Learning Markov Random Fields¶

Markov Random fields are more expressive than directed graphical models, unfortunately this makes them harder to deal with.

Lets assume an MRF of the form:

\[\begin{split} p(x_1, \cdots, x_n) = \frac{1}{Z(\varphi)} \prod_{c \in C} \phi_c(x_c; \varphi) \\ Z(\varphi) = \sum_{x_1, \cdots, x_n} \prod_{c \in C} \phi_c (x_c; \varphi) \end{split}\]

We can parametrize p as follows:

\[\begin{split} p(x_1, \cdots, x_n) = \frac{1}{Z(\varphi)}\exp (\sum_{x \in C}\log \phi_c(x_c; \varphi)) \\ = \frac{1}{Z(\varphi)} \exp (\sum_{c \in C} \sum_{x_c'}1 \{ x_c' = x_c \} \log \phi_c(x_c'; \varphi)) \\ = \frac{\exp (\theta^T f(x))}{Z(\theta)} \end{split}\]
  • \(f(x)\) is a vector of indicator functions

  • \(\theta\) is the set of all the model parameters defined by \(\log \phi_c(x'_c,\varphi)\)

  • \(Z(\theta)\) is the partition function (differs for each set of parameters \(\theta\)). In Bayesian networks we have \(Z(\theta) = 1\) for all \(\theta\), in MRF we do not do this modelling assumptions, which makes it more flexible but harder to learn.

Exponential families¶

The distribution:

\[ p(x;\theta) = \frac{\exp(\theta^T f(x))}{Z(\theta)} \]

Is an example of exponential families, which have the following properties:

  • log-concave in their natural parameter \(\theta\)

  • \(f(x)\) is the vector of sufficient statistics, that fully describe the distribution p

  • they make the fewest unnecessary assumptions about the data distribution.

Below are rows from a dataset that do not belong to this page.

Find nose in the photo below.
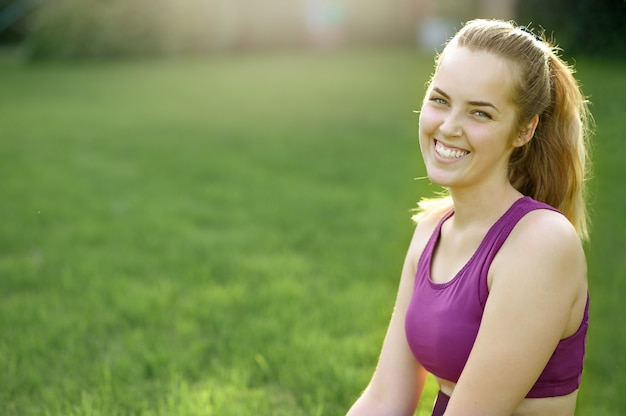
[439,111,463,137]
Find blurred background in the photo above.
[0,0,626,416]
[0,0,626,59]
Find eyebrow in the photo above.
[433,87,500,113]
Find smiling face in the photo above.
[419,45,527,191]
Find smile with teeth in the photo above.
[435,141,469,159]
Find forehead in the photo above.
[432,46,516,104]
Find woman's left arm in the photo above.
[445,210,587,416]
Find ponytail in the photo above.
[509,50,591,239]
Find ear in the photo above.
[513,114,539,147]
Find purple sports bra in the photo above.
[405,197,589,398]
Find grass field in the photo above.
[0,50,626,416]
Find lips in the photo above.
[435,140,469,159]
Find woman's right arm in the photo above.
[347,220,432,416]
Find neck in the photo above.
[450,183,523,229]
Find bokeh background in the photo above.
[0,0,626,416]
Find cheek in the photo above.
[419,107,437,139]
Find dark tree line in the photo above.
[517,0,626,59]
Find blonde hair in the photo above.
[414,19,592,239]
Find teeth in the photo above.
[435,142,469,159]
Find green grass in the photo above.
[0,50,626,416]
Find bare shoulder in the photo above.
[503,209,584,260]
[490,209,587,296]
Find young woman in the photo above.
[348,20,590,416]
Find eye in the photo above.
[473,110,492,120]
[430,97,448,105]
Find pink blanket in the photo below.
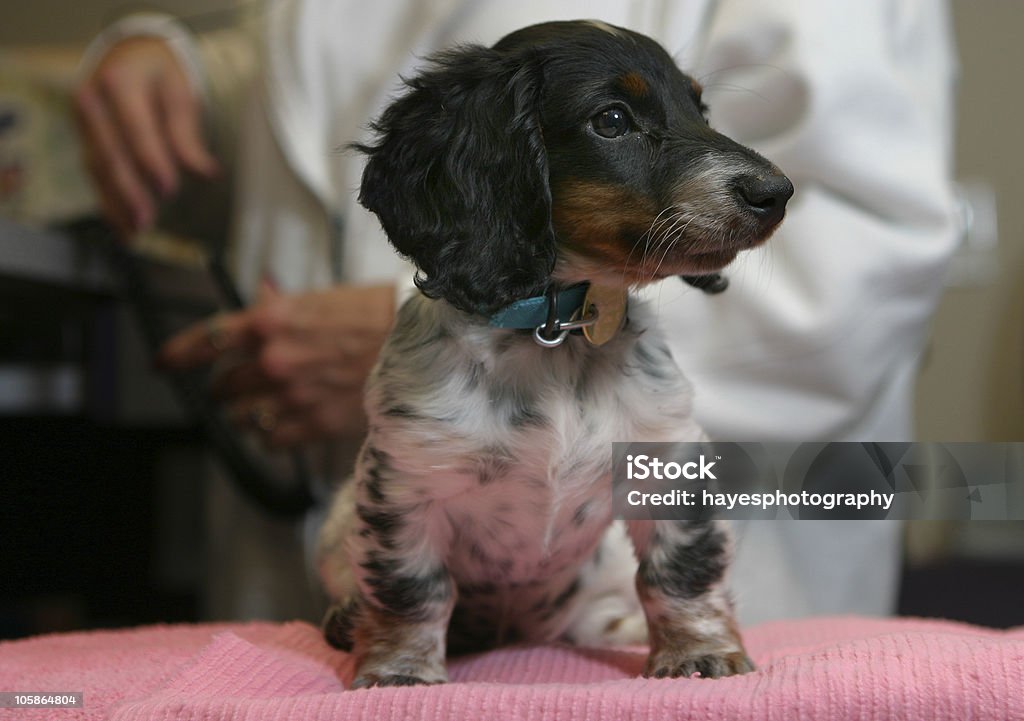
[0,618,1024,721]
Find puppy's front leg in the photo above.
[629,520,754,678]
[348,454,456,688]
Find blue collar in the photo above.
[490,283,590,330]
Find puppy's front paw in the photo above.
[643,650,754,678]
[349,673,447,689]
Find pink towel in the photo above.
[0,618,1024,721]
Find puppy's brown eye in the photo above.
[590,108,633,137]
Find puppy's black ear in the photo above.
[358,45,555,313]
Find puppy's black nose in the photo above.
[736,175,793,225]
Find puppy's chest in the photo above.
[371,321,690,582]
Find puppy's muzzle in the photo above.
[733,174,793,230]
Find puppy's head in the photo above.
[359,22,793,313]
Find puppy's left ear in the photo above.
[359,45,555,313]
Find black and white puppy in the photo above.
[319,22,793,687]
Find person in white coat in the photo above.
[78,0,956,623]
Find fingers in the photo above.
[75,38,219,235]
[76,86,156,234]
[104,76,178,197]
[158,74,220,178]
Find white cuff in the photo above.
[77,12,207,98]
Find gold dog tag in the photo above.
[583,285,628,345]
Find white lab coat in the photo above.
[96,0,956,623]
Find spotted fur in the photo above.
[319,23,792,687]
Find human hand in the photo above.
[158,286,394,448]
[75,37,219,236]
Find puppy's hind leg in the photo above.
[629,520,754,678]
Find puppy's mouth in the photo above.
[554,174,793,286]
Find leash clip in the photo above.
[534,289,598,348]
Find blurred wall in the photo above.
[918,0,1024,440]
[0,0,238,47]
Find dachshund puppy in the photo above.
[319,22,793,687]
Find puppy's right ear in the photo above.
[357,45,555,313]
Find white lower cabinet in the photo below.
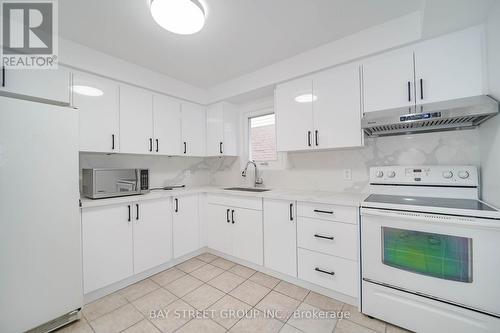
[82,204,134,294]
[298,248,359,297]
[134,199,172,274]
[172,194,200,258]
[207,195,263,265]
[82,198,172,294]
[264,199,297,277]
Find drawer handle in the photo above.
[314,234,334,240]
[314,267,335,275]
[314,209,333,214]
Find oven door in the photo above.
[361,208,500,316]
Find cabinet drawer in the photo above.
[207,194,262,210]
[298,249,359,297]
[297,217,358,260]
[297,202,358,224]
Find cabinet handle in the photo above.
[314,209,333,214]
[314,267,335,275]
[314,234,334,240]
[420,79,424,100]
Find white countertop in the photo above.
[81,186,368,208]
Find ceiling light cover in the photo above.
[151,0,205,35]
[73,85,104,97]
[295,94,318,103]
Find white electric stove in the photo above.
[361,166,500,332]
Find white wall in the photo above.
[208,12,422,103]
[59,38,207,104]
[479,1,500,207]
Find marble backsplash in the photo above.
[80,130,480,192]
[207,130,480,192]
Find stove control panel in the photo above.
[370,165,479,187]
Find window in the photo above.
[248,113,278,162]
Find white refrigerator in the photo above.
[0,97,83,333]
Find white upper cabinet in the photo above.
[0,67,71,104]
[73,72,120,153]
[207,103,238,156]
[363,27,486,112]
[363,47,415,112]
[181,102,207,156]
[153,94,181,155]
[120,85,154,154]
[275,77,313,151]
[415,27,486,104]
[312,64,363,149]
[131,198,172,274]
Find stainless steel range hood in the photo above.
[361,95,499,137]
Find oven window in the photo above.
[382,227,472,283]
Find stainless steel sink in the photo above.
[225,187,271,192]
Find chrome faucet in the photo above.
[241,161,264,186]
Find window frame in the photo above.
[242,106,286,170]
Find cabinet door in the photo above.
[133,199,172,274]
[313,64,363,149]
[72,72,120,153]
[222,103,240,156]
[363,48,415,112]
[153,95,181,155]
[264,199,297,276]
[230,208,264,265]
[207,103,224,156]
[0,67,71,104]
[120,86,153,154]
[275,78,314,151]
[82,204,133,294]
[415,28,484,104]
[207,204,233,255]
[182,103,207,156]
[172,194,200,258]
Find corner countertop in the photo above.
[81,186,368,208]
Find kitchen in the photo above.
[0,0,500,333]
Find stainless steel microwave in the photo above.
[82,168,149,199]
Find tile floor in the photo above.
[58,253,407,333]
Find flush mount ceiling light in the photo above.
[73,85,104,97]
[150,0,205,35]
[295,94,318,103]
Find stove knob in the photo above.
[443,171,453,179]
[458,170,470,179]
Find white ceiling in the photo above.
[59,0,424,88]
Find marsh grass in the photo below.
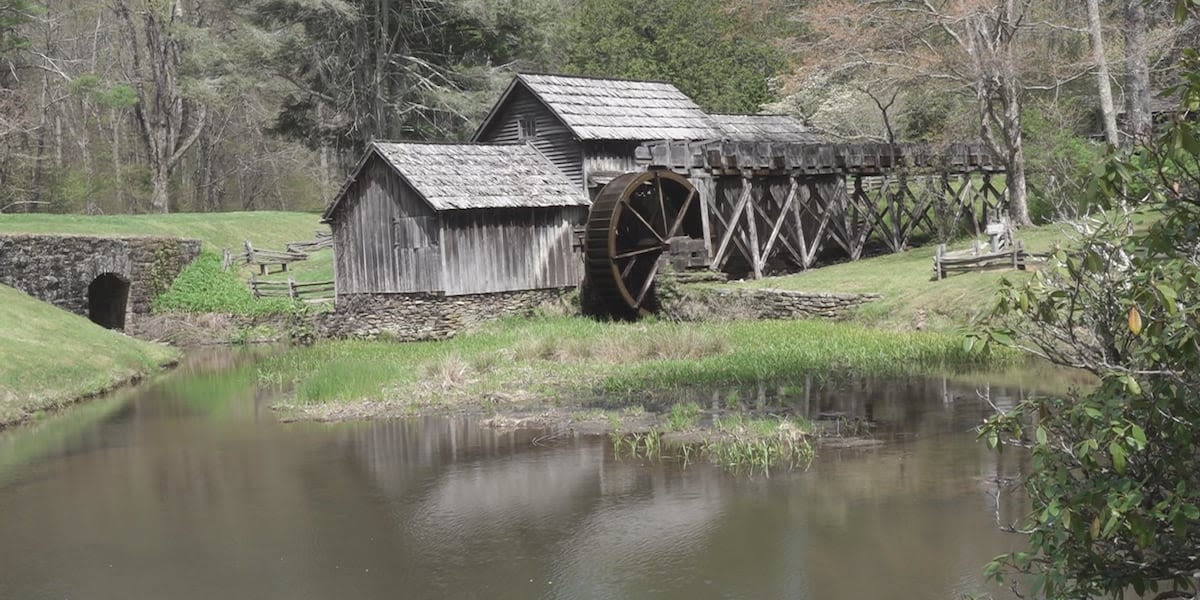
[738,224,1069,331]
[258,317,1018,417]
[701,414,814,474]
[608,427,664,460]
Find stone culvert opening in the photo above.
[88,272,130,329]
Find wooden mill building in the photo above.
[473,73,815,196]
[323,143,588,296]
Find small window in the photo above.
[517,116,538,142]
[394,217,438,250]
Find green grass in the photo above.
[258,318,1015,421]
[0,286,179,425]
[154,251,292,314]
[724,224,1067,331]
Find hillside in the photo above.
[737,224,1067,330]
[0,286,179,427]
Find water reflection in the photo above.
[0,350,1041,599]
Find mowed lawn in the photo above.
[0,286,179,427]
[737,224,1072,331]
[0,211,334,282]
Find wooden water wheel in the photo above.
[584,170,703,319]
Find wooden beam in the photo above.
[713,181,750,269]
[691,169,716,268]
[742,175,763,280]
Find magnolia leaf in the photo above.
[1154,283,1178,314]
[1109,442,1124,474]
[1129,306,1141,335]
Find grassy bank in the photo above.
[0,286,179,427]
[737,224,1067,331]
[258,317,1015,419]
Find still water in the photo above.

Maximum likelihood learning¶

Here we assume the following log likelihood: $\( \frac{1}{|D|} \log p(D;\theta) = \frac{1}{|D|}\sum_{x \in D}\theta^T f(x) - \log Z(\theta) \)$

Unfortunately optimizing this objective is intractable, because the gradient is intractable.

Approximate learning¶

We can reduce maximum-likelihood learning to inference in a sense that we may repeatedly use inference to compute the gradient and determine the model weights using gradient descent. We can leverage this to perform approximate inference as:

Pseudo likelihood¶

We replace the likelihood

\[ \frac{1}{D} \log p(D;\theta) =\frac{1}{|D|} \sum_{x \in D} \log p(x;\theta) \]

with the following approximation:

\[ l_{\text{LP}} (\theta;D) = \frac{1}{|D|} \sum_{x \in D} \sum_{i} \log p(x_i|x_{N(i)};\theta) \]
  • \(x_i\) is the ith variable in x

  • \(N(i)\) are the neighbors of i in the graph g (markov blanket of i)

Here \(\log p(x_i|x_{N(i)};\theta)\) involves only one variable \(x_i\) and the partition function is just a sum over all the values of one variable.

The pseudo-likelihood assumes that \(x_i\) depends mainly on its neighbors in the graph, and ignores the dependencies on other, more distant, variables.

Pseudo-likelihood is concave and works well in practice (there are some exceptions)

Moment matching¶

If we take the log-likelihood:

\[ \frac{1}{|D|} \log p(D;\theta) = \frac{1}{|D|}\sum_{x \in D}\theta^T f(x) - \log Z(\theta) \]

If we differentiate it we get:

\[ \frac{1}{|D|} \sum_{x\in D} f(x) - E_{x \sim p}[f(x)] \]

This is the difference between the expectation of natural parameters under the empirical distribution and the model distribution. Since \(f\) in MRF is a vector of indicator functions for each variable of a clique one entry of \(f = I[x_c - \bar{x}_c]\), the gradient is equal:

\[ \frac{1}{|D|} \sum_{x \in D} I[x_c = \bar{x}_c] - E_{x \sim p}[I[x_c = \bar{x}_c]] \]

Thus by training MRF we force marginals to match the empirical marginals. This property is knows as moment matching. Since in maximum-likelihood we choose a distribution q to minimize the inclusive KL divergence \(KL(p||q)\) across q in an exponential family, the minimizer \(q^*\) will match the moments of the sufficient statistics to the corresponding moments of p. This is the reason why minimizing \(KL(p||q)\) is called moment matching.